Other processes have been developed that use a heavy (C4-C10 typically) hydrocarbon absorbent stream to reflux the distillation column. Examples of processes of this type are U.S. Pat. Nos. 4,318,723; 5,546,764; 7,273,542; and 7,714,180. While such processes generally operate at temperatures warm enough to avoid concerns about “blue ice”, the absorbent stream is typically produced from the distillation column bottoms stream, with the result that any aromatic hydrocarbons present in the feed gas will concentrate in the distillation column. Aromatic hydrocarbons such as benzene can freeze solid at normal processing temperatures, causing frequent disruptions in the processing plant.
In accordance with the present invention, it has been found that ethane recovery in excess of 88% can be obtained without requiring any temperatures to be lower than −112° F. [−80° C.]. The present invention is particularly advantageous when processing feed gases containing more than 10 mole % of components more volatile than methane.
In the following explanation of the above figures, tables are provided summarizing flow rates calculated for representative process conditions. In the tables appearing herein, the values for flow rates (in moles per hour) have been rounded to the nearest whole number for convenience. The total stream rates shown in the tables include all non-hydrocarbon components and hence are generally larger than the sum of the stream flow rates for the hydrocarbon components. Temperatures indicated are approximate values rounded to the nearest degree. It should also be noted that the process design calculations performed for the purpose of comparing the processes depicted in the figures are based on the assumption of no heat leak from (or to) the surroundings to (or from) the process. The quality of commercially available insulating materials makes this a very reasonable assumption and one that is typically made by those skilled in the art.

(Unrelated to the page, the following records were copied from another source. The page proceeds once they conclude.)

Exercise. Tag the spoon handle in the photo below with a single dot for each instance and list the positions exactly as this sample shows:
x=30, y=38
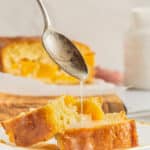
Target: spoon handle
x=47, y=21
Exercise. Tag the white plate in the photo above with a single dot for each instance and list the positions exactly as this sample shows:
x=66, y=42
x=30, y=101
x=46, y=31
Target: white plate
x=25, y=86
x=143, y=130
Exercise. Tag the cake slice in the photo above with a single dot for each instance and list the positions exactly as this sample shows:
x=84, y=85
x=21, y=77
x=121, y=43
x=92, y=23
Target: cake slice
x=26, y=57
x=42, y=124
x=115, y=131
x=73, y=129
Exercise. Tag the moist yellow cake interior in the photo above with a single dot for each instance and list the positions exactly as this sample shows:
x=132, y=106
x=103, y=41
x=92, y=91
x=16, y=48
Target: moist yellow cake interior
x=29, y=59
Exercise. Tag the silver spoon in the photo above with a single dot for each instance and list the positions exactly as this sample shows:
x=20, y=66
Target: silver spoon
x=61, y=49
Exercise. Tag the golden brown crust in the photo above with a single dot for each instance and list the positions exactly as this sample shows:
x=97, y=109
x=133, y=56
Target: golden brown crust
x=4, y=41
x=28, y=129
x=23, y=61
x=12, y=105
x=108, y=137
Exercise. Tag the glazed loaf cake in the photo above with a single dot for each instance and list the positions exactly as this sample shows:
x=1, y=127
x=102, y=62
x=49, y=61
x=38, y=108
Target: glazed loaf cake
x=25, y=56
x=91, y=129
x=12, y=105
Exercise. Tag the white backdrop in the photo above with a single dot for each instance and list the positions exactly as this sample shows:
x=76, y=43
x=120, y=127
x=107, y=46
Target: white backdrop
x=100, y=23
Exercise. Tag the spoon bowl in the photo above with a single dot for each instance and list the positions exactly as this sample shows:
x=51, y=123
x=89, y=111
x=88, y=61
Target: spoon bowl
x=62, y=50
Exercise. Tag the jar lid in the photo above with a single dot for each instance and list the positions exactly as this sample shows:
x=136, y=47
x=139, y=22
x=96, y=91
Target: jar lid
x=140, y=18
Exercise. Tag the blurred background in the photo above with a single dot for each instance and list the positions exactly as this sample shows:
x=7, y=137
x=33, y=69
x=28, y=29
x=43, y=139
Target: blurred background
x=98, y=23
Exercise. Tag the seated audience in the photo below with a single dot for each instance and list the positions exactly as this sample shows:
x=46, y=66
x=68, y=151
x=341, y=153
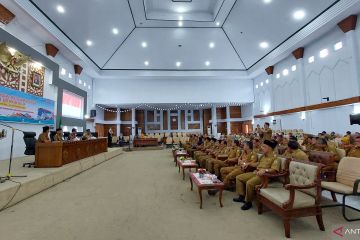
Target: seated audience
x=59, y=135
x=246, y=182
x=44, y=136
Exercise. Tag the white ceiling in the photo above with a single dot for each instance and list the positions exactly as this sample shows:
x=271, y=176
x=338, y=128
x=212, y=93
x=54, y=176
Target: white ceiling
x=243, y=24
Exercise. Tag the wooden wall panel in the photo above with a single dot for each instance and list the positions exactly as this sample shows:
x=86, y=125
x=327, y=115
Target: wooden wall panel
x=110, y=116
x=99, y=128
x=107, y=127
x=222, y=127
x=125, y=129
x=140, y=118
x=236, y=127
x=165, y=127
x=182, y=119
x=125, y=116
x=235, y=112
x=150, y=116
x=196, y=115
x=206, y=119
x=221, y=113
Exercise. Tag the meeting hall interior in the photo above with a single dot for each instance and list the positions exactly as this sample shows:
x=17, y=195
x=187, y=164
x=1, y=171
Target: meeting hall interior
x=179, y=119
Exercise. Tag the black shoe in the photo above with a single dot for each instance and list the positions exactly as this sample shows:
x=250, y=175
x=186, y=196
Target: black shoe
x=239, y=199
x=246, y=206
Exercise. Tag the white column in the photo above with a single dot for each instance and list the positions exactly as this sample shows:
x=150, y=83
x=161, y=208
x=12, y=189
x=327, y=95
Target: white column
x=228, y=126
x=118, y=125
x=179, y=120
x=161, y=121
x=145, y=121
x=213, y=121
x=133, y=122
x=169, y=123
x=353, y=48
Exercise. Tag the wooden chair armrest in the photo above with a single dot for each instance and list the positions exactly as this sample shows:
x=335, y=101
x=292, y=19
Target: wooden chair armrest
x=356, y=187
x=297, y=187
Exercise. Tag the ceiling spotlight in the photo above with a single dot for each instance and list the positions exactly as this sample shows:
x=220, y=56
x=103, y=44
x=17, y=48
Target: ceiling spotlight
x=299, y=14
x=60, y=9
x=115, y=31
x=89, y=43
x=264, y=45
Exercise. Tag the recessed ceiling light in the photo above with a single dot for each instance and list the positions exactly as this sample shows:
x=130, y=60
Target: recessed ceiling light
x=299, y=14
x=324, y=53
x=115, y=31
x=285, y=72
x=338, y=46
x=264, y=45
x=60, y=9
x=89, y=43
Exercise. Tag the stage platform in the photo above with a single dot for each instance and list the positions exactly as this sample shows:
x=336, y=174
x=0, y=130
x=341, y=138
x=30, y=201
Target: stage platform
x=39, y=179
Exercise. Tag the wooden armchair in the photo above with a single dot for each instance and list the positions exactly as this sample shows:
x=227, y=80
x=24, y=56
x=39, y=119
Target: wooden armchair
x=346, y=183
x=300, y=198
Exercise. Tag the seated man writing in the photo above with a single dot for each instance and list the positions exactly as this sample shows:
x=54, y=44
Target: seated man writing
x=247, y=160
x=246, y=182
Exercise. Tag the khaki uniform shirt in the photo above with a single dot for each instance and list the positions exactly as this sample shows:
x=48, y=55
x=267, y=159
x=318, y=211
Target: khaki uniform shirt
x=43, y=137
x=58, y=138
x=269, y=161
x=354, y=152
x=297, y=154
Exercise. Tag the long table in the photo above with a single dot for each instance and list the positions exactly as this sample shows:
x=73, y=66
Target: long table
x=57, y=154
x=141, y=142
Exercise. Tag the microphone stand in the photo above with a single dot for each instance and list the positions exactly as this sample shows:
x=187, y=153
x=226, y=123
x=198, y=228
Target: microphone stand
x=9, y=175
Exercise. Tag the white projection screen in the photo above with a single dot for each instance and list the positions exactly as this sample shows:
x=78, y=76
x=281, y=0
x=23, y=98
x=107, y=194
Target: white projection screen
x=72, y=105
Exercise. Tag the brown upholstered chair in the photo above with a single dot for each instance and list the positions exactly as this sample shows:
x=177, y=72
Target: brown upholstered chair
x=300, y=198
x=346, y=183
x=328, y=171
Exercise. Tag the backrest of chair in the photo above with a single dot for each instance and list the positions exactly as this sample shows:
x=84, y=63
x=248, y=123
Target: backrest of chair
x=348, y=171
x=301, y=173
x=341, y=152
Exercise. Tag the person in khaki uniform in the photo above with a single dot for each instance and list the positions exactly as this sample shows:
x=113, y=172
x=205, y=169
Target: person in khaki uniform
x=232, y=156
x=354, y=151
x=59, y=135
x=266, y=132
x=294, y=151
x=247, y=158
x=246, y=182
x=223, y=150
x=44, y=136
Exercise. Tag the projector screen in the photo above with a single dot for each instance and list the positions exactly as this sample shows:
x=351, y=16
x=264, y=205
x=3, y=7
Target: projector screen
x=72, y=105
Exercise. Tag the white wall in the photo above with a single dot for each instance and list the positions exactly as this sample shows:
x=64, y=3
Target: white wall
x=172, y=90
x=333, y=76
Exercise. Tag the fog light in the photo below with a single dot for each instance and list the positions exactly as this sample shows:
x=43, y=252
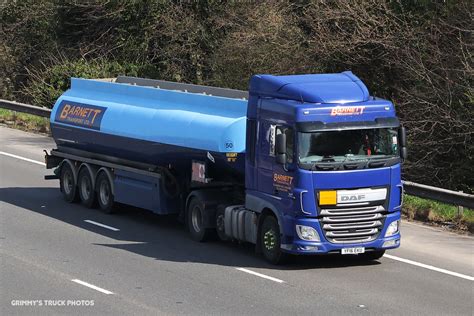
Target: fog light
x=307, y=233
x=392, y=229
x=391, y=243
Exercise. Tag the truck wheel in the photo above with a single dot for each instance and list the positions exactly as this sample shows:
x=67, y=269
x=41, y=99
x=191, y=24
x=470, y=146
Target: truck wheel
x=369, y=256
x=195, y=222
x=86, y=191
x=104, y=193
x=270, y=241
x=67, y=184
x=220, y=223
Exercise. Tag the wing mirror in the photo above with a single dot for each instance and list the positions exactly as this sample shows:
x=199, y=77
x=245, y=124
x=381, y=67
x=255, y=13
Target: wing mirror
x=402, y=136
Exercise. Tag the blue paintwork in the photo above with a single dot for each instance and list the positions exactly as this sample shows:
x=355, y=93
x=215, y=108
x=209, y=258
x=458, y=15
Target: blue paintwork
x=288, y=100
x=171, y=117
x=160, y=126
x=142, y=191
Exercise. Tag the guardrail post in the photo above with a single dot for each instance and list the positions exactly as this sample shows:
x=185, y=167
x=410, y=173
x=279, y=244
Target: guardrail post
x=460, y=209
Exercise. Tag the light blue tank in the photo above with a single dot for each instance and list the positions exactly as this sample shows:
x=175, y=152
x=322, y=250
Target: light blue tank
x=127, y=112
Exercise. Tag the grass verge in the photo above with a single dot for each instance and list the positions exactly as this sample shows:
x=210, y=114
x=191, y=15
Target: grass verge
x=23, y=121
x=416, y=208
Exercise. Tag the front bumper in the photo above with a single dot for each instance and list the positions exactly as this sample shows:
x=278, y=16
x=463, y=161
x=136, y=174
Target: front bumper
x=293, y=244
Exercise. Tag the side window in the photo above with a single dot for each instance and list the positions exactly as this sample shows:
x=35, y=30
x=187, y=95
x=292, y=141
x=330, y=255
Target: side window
x=290, y=142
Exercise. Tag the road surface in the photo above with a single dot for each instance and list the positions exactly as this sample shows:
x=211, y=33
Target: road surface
x=56, y=258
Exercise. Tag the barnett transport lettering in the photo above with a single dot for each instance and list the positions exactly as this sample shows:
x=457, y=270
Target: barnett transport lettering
x=78, y=114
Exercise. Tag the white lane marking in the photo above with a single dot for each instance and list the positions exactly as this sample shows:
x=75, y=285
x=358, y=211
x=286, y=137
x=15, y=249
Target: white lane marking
x=426, y=266
x=22, y=158
x=92, y=286
x=261, y=275
x=102, y=225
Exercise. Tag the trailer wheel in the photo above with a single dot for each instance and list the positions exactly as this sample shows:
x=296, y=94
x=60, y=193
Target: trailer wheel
x=86, y=189
x=195, y=221
x=67, y=183
x=270, y=241
x=104, y=193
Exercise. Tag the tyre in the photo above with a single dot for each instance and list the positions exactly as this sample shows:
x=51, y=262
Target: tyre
x=86, y=189
x=270, y=241
x=220, y=223
x=105, y=198
x=369, y=256
x=67, y=183
x=195, y=221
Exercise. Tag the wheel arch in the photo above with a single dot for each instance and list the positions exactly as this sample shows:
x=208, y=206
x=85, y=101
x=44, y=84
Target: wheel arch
x=93, y=172
x=211, y=199
x=73, y=167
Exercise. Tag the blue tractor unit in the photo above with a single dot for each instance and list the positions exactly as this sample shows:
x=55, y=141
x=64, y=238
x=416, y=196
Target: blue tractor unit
x=299, y=164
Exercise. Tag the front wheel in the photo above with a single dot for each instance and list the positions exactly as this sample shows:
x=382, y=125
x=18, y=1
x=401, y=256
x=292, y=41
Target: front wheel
x=270, y=242
x=195, y=221
x=67, y=183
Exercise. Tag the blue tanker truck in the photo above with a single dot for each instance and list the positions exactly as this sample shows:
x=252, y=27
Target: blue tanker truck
x=299, y=164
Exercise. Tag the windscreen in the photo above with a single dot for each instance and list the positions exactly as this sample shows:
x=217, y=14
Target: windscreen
x=347, y=145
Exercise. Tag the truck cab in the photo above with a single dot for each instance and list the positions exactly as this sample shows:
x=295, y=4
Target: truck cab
x=323, y=158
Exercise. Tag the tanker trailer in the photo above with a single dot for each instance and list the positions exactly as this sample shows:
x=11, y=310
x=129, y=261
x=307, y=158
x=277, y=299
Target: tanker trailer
x=303, y=164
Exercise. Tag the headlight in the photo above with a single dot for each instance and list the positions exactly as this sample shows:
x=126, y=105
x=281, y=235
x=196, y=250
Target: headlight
x=392, y=229
x=307, y=233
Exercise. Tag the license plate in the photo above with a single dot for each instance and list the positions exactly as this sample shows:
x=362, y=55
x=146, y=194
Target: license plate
x=352, y=251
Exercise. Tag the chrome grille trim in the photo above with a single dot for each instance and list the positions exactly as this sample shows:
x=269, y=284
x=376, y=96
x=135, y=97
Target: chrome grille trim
x=353, y=210
x=358, y=224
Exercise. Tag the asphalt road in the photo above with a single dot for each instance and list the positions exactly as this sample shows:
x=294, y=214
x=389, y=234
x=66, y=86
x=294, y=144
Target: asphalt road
x=145, y=264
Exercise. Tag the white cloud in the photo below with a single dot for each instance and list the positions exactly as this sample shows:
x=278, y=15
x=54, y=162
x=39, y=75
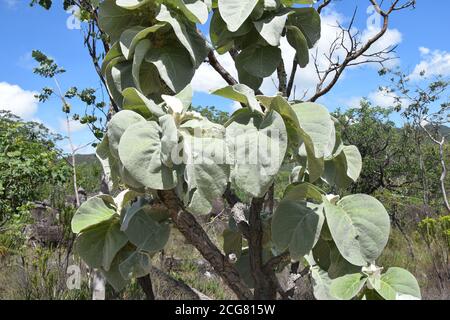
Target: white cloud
x=433, y=63
x=75, y=126
x=206, y=79
x=382, y=99
x=17, y=100
x=10, y=3
x=424, y=51
x=307, y=79
x=379, y=98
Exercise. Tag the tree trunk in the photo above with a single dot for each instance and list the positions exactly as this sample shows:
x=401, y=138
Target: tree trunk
x=146, y=285
x=443, y=174
x=98, y=286
x=265, y=288
x=196, y=235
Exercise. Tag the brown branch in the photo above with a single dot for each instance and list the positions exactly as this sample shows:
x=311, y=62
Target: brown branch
x=292, y=78
x=323, y=5
x=220, y=69
x=355, y=51
x=265, y=284
x=146, y=285
x=196, y=235
x=282, y=78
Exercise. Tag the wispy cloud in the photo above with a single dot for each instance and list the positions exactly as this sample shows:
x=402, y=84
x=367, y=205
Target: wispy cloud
x=17, y=100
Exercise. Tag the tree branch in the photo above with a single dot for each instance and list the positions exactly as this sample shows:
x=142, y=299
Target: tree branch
x=356, y=50
x=195, y=234
x=220, y=69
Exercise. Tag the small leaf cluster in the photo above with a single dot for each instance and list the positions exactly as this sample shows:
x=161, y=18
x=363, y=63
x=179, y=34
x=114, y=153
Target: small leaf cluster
x=157, y=143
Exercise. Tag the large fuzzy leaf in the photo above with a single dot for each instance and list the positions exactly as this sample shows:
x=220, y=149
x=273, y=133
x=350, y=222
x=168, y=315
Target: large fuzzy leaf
x=92, y=212
x=260, y=62
x=140, y=153
x=347, y=287
x=190, y=39
x=398, y=284
x=174, y=66
x=235, y=12
x=206, y=172
x=240, y=93
x=344, y=168
x=360, y=227
x=117, y=126
x=114, y=19
x=308, y=21
x=258, y=145
x=271, y=27
x=146, y=233
x=98, y=246
x=296, y=226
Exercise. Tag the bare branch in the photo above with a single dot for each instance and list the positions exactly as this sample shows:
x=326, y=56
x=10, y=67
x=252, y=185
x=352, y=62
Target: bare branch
x=357, y=53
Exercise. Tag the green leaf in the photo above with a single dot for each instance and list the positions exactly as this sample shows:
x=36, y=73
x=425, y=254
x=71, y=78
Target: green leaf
x=114, y=20
x=98, y=245
x=316, y=122
x=169, y=138
x=221, y=37
x=205, y=168
x=271, y=27
x=240, y=93
x=137, y=102
x=347, y=287
x=321, y=284
x=188, y=36
x=132, y=36
x=399, y=284
x=137, y=265
x=117, y=126
x=303, y=191
x=174, y=66
x=308, y=21
x=195, y=10
x=146, y=233
x=296, y=225
x=131, y=4
x=109, y=164
x=92, y=212
x=260, y=62
x=232, y=242
x=298, y=41
x=145, y=75
x=235, y=12
x=258, y=145
x=360, y=227
x=338, y=265
x=113, y=275
x=140, y=153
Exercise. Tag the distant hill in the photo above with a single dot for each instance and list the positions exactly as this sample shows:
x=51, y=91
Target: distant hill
x=86, y=159
x=443, y=130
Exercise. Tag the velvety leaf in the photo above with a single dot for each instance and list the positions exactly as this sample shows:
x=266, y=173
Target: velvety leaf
x=92, y=212
x=258, y=145
x=117, y=126
x=347, y=287
x=235, y=12
x=296, y=226
x=140, y=153
x=360, y=227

For convenience, process parameters are reported in both the traditional British units and in the units of the Système International d'Unitès (SI). The molar flow rates given in the tables may be interpreted as either pound moles per hour or kilogram moles per hour. The energy consumptions reported as horsepower (HP) and/or thousand British Thermal Units per hour (MBTU/Hr) correspond to the stated molar flow rates in pound moles per hour. The energy consumptions reported as kilowatts (kW) correspond to the stated molar flow rates in kilogram moles per hour.